Тогда я сказал в третий раз: «Давай встретимся». «Давай, — согласилась Майя. — Когда ты хочешь?»

«Можешь выбирать время сама, — ответил я. — Теперь я свободный человек. С завода уволился». «Вот и чудненько! — сказала она. — Давай как-нибудь днем». «В субботу, завтра, — предложил я. — В три часа тебя устраивает? У меня с тобой будет серьезный разговор». «Ну и чудненько, — ответила Майя. — В три устраивает. Все, милый, до встречи». «Подожди! — закричал я. — Не клади трубку! Ты же не знаешь, где я тебя буду ждать!». «В самом деле, — согласилась Майя. — Где же?». «Там же, — ответил я. — На той же скамейке». «Вот и чудненько», — сказала Майя, и в трубке сразу же загудело: ту-у-у-у. Гудок прозвучал как продолжение Майиных слов. Будто она сказала: «Вот и чудненько, ту-у-у-у». Я даже засмеялся, так это получилось забавно.
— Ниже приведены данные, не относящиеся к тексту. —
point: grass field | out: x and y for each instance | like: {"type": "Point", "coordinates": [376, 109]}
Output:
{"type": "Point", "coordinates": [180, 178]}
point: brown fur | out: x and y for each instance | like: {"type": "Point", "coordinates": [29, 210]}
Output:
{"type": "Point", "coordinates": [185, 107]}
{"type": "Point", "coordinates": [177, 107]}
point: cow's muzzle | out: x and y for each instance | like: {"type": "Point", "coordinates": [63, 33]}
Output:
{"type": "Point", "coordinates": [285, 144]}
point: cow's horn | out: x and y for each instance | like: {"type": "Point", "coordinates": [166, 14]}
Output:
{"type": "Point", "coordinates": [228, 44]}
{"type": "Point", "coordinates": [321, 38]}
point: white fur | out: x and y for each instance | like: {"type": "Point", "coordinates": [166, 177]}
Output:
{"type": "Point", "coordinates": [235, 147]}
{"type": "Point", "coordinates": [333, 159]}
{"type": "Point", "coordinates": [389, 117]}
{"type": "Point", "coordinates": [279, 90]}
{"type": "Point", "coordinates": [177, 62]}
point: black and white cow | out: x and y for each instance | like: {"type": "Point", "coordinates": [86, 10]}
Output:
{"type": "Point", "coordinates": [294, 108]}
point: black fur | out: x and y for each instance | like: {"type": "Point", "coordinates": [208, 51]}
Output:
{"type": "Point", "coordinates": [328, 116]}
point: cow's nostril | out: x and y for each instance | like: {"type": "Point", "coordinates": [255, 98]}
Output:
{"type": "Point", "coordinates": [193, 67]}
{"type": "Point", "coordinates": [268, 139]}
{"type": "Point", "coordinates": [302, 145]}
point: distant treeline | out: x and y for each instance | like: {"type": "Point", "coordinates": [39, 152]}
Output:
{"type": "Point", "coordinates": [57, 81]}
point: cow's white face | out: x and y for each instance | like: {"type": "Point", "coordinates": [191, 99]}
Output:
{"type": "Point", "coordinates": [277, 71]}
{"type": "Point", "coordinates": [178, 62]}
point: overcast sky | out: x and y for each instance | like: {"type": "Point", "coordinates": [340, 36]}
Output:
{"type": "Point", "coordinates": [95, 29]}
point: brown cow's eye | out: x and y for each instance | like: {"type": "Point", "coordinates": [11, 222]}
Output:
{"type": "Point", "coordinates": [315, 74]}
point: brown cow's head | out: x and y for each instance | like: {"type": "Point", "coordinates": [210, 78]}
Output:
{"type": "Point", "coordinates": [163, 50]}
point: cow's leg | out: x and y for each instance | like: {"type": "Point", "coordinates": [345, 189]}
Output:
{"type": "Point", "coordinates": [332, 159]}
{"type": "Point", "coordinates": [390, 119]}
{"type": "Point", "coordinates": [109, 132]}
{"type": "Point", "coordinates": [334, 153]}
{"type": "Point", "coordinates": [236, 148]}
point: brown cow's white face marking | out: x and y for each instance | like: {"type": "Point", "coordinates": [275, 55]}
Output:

Во дворе стоял голый Стасик и вздымал грудь. Ока у него раздувалась, как резиновая. «Почему ты сегодня без гирь?» — спросил я. «С ума сошел! — ответил Стасик. — Завтра утром сдаю комиссии свой номер. Нельзя утомлять мышцы. Только дыхательные упражнения».

Я поздравил Стасика и пожал ему руку. «Если на комиссии пройдет нормально, со следующей недели выхожу на арену, — сказал он и радостно засмеялся. — Так что готовь там у себя в типографии афишу. Только чтоб без ошибок». — Он шутливо погрозил мне кулаком. «Я уже не работаю корректором», — сказал я. «Куда же ты перешел?» — спросил Стасик. «И там, куда перешел, уже не работаю», — ответил я. «Летун ты, — сказал Стасик. — Летаешь с места на место. А я к цирку навеки прикипел».
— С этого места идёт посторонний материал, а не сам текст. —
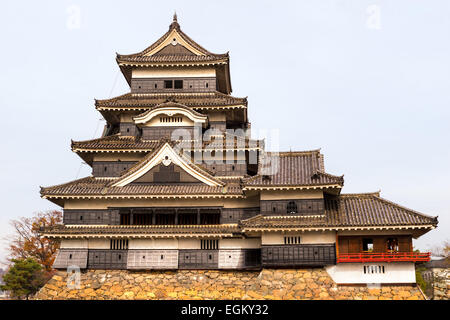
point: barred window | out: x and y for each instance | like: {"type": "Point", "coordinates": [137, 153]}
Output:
{"type": "Point", "coordinates": [292, 240]}
{"type": "Point", "coordinates": [291, 207]}
{"type": "Point", "coordinates": [371, 269]}
{"type": "Point", "coordinates": [119, 244]}
{"type": "Point", "coordinates": [209, 244]}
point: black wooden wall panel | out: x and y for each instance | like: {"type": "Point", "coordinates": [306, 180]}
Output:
{"type": "Point", "coordinates": [198, 84]}
{"type": "Point", "coordinates": [107, 259]}
{"type": "Point", "coordinates": [156, 133]}
{"type": "Point", "coordinates": [298, 255]}
{"type": "Point", "coordinates": [86, 216]}
{"type": "Point", "coordinates": [304, 206]}
{"type": "Point", "coordinates": [198, 259]}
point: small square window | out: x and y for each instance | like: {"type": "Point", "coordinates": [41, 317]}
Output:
{"type": "Point", "coordinates": [168, 84]}
{"type": "Point", "coordinates": [368, 244]}
{"type": "Point", "coordinates": [178, 84]}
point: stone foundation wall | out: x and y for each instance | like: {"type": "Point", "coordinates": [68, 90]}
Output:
{"type": "Point", "coordinates": [214, 284]}
{"type": "Point", "coordinates": [441, 285]}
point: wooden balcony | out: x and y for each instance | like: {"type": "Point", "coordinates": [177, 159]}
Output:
{"type": "Point", "coordinates": [384, 257]}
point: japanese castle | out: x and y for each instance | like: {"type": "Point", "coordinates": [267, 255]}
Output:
{"type": "Point", "coordinates": [178, 183]}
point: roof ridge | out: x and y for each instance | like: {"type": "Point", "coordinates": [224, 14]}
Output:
{"type": "Point", "coordinates": [105, 138]}
{"type": "Point", "coordinates": [44, 189]}
{"type": "Point", "coordinates": [417, 213]}
{"type": "Point", "coordinates": [374, 193]}
{"type": "Point", "coordinates": [294, 153]}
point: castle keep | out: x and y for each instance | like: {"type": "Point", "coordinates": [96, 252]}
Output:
{"type": "Point", "coordinates": [178, 183]}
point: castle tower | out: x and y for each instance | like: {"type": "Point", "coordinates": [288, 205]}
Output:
{"type": "Point", "coordinates": [178, 183]}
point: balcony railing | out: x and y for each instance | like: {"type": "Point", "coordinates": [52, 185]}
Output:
{"type": "Point", "coordinates": [384, 257]}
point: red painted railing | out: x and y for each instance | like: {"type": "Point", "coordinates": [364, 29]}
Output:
{"type": "Point", "coordinates": [384, 257]}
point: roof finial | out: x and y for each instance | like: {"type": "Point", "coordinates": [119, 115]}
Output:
{"type": "Point", "coordinates": [174, 23]}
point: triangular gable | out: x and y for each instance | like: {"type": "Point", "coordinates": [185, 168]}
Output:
{"type": "Point", "coordinates": [170, 109]}
{"type": "Point", "coordinates": [173, 38]}
{"type": "Point", "coordinates": [166, 155]}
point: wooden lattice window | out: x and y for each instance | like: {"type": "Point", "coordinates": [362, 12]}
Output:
{"type": "Point", "coordinates": [291, 207]}
{"type": "Point", "coordinates": [372, 269]}
{"type": "Point", "coordinates": [209, 244]}
{"type": "Point", "coordinates": [168, 84]}
{"type": "Point", "coordinates": [178, 84]}
{"type": "Point", "coordinates": [291, 240]}
{"type": "Point", "coordinates": [119, 244]}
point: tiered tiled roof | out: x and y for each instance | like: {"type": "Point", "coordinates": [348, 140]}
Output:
{"type": "Point", "coordinates": [197, 101]}
{"type": "Point", "coordinates": [173, 55]}
{"type": "Point", "coordinates": [101, 187]}
{"type": "Point", "coordinates": [347, 210]}
{"type": "Point", "coordinates": [294, 169]}
{"type": "Point", "coordinates": [117, 142]}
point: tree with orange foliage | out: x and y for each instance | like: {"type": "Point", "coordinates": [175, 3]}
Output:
{"type": "Point", "coordinates": [27, 243]}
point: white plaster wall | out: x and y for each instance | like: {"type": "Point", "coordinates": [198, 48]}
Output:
{"type": "Point", "coordinates": [152, 259]}
{"type": "Point", "coordinates": [153, 244]}
{"type": "Point", "coordinates": [173, 72]}
{"type": "Point", "coordinates": [353, 273]}
{"type": "Point", "coordinates": [231, 259]}
{"type": "Point", "coordinates": [291, 194]}
{"type": "Point", "coordinates": [188, 244]}
{"type": "Point", "coordinates": [75, 243]}
{"type": "Point", "coordinates": [250, 243]}
{"type": "Point", "coordinates": [305, 237]}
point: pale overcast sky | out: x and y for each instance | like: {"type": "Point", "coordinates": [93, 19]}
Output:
{"type": "Point", "coordinates": [368, 82]}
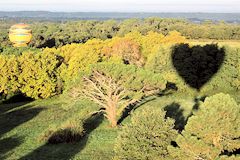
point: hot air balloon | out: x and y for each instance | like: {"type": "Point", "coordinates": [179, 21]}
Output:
{"type": "Point", "coordinates": [20, 35]}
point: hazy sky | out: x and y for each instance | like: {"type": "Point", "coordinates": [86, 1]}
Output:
{"type": "Point", "coordinates": [123, 5]}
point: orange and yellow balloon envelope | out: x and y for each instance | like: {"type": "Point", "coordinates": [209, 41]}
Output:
{"type": "Point", "coordinates": [20, 35]}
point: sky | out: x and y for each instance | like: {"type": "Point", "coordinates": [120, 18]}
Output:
{"type": "Point", "coordinates": [217, 6]}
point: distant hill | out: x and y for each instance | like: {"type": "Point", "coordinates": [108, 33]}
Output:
{"type": "Point", "coordinates": [44, 15]}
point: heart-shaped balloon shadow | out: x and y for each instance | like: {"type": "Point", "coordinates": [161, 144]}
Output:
{"type": "Point", "coordinates": [197, 65]}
И он снова стал вздымать свою грудь.

А я отправился в фотоателье. Накануне я был на станкостроительном заводе, и в отделе кадров меня уже оформляли. В литейный цех. Оставалось только принести фотографию для пропуска.

Когда я поступал на радиозавод, то в фотоателье не ходил. Отнес для пропуска фотографию, которую сделала бабушка. Я сам тогда навел на резкость, сам поставил выдержку и диафрагму — бабушке оставалось только нажать кнопку, но и это она не сумела сделать как следует. Снимок получился немного расплывчатым, и в отделе кадров приняли его неохотно. Но другого у меня не было. У меня накопились сотни снимков, есть портреты всех знакомых и соседей, а своего нет. Папа на этот счет шутит: «Сапожник ходит без сапог». И действительно, с тех пор, как меня фотографировал старичок фотограф из центрального ателье, а больше никогда не фотографировался. Только фотографировал других.
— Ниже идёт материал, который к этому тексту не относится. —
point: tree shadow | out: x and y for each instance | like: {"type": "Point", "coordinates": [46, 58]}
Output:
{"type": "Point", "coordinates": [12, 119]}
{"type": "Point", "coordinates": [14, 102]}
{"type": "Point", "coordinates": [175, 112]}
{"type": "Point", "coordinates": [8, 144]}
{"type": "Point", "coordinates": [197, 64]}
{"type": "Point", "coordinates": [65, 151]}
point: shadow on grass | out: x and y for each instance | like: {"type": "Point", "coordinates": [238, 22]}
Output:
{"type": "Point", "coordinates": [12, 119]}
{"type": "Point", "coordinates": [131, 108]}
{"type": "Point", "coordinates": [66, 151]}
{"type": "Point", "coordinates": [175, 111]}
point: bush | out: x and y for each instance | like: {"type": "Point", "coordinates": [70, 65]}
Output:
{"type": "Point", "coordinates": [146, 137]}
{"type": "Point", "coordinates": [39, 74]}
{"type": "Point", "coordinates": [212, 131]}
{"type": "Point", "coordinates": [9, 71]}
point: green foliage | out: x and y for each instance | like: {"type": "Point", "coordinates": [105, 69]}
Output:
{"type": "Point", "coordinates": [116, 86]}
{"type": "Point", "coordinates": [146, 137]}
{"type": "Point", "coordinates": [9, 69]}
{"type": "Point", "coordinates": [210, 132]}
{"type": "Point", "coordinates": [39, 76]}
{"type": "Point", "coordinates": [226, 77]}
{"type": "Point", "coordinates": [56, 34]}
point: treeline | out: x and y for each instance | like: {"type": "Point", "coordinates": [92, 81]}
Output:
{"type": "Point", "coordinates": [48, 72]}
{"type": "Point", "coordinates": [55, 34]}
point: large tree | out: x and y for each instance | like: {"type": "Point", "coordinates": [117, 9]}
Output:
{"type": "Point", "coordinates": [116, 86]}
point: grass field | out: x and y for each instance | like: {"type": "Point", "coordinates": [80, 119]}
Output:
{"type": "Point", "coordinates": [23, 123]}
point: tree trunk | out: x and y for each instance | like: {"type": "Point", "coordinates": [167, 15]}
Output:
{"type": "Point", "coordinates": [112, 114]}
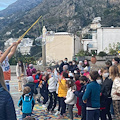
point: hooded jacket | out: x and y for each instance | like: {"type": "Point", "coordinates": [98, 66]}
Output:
{"type": "Point", "coordinates": [27, 102]}
{"type": "Point", "coordinates": [7, 109]}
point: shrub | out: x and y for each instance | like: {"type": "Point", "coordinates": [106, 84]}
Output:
{"type": "Point", "coordinates": [102, 54]}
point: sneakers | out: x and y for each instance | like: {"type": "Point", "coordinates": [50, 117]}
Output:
{"type": "Point", "coordinates": [60, 117]}
{"type": "Point", "coordinates": [44, 107]}
{"type": "Point", "coordinates": [76, 115]}
{"type": "Point", "coordinates": [58, 112]}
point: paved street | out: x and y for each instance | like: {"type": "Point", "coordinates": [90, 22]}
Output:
{"type": "Point", "coordinates": [38, 112]}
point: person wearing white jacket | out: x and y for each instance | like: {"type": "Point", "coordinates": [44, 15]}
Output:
{"type": "Point", "coordinates": [71, 99]}
{"type": "Point", "coordinates": [52, 86]}
{"type": "Point", "coordinates": [21, 75]}
{"type": "Point", "coordinates": [115, 93]}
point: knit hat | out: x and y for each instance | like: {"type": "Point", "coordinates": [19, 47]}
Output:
{"type": "Point", "coordinates": [34, 70]}
{"type": "Point", "coordinates": [70, 75]}
{"type": "Point", "coordinates": [117, 59]}
{"type": "Point", "coordinates": [80, 62]}
{"type": "Point", "coordinates": [30, 79]}
{"type": "Point", "coordinates": [30, 65]}
{"type": "Point", "coordinates": [86, 68]}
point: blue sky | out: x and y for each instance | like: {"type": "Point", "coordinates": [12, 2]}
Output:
{"type": "Point", "coordinates": [5, 3]}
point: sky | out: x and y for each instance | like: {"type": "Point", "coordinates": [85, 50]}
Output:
{"type": "Point", "coordinates": [5, 3]}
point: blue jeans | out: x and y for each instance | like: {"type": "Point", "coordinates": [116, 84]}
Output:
{"type": "Point", "coordinates": [8, 86]}
{"type": "Point", "coordinates": [62, 105]}
{"type": "Point", "coordinates": [26, 114]}
{"type": "Point", "coordinates": [93, 114]}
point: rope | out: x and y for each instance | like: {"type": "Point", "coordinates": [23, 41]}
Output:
{"type": "Point", "coordinates": [20, 38]}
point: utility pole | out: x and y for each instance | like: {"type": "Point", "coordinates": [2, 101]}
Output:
{"type": "Point", "coordinates": [44, 46]}
{"type": "Point", "coordinates": [74, 44]}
А теперь пошел. Конечно, в то же центральное ателье. Мне хотелось сфотографироваться именно у него — у старичка фотографа. И вообще хотелось его увидеть.

Но его там уже не было. Навстречу мне вышел молодой парень в вельветовой куртке и хмуро спросил: «На пропуск?». Я кивнул. Но парень смотрел в сторону и не видел, что я кивнул. «На пропуск?» — спросил он громче и уже с раздражением.

«Да», — ответил я, и он, не садясь, выписал мне квитанцию. Сказал: «Плати деньги!» Я заплатил.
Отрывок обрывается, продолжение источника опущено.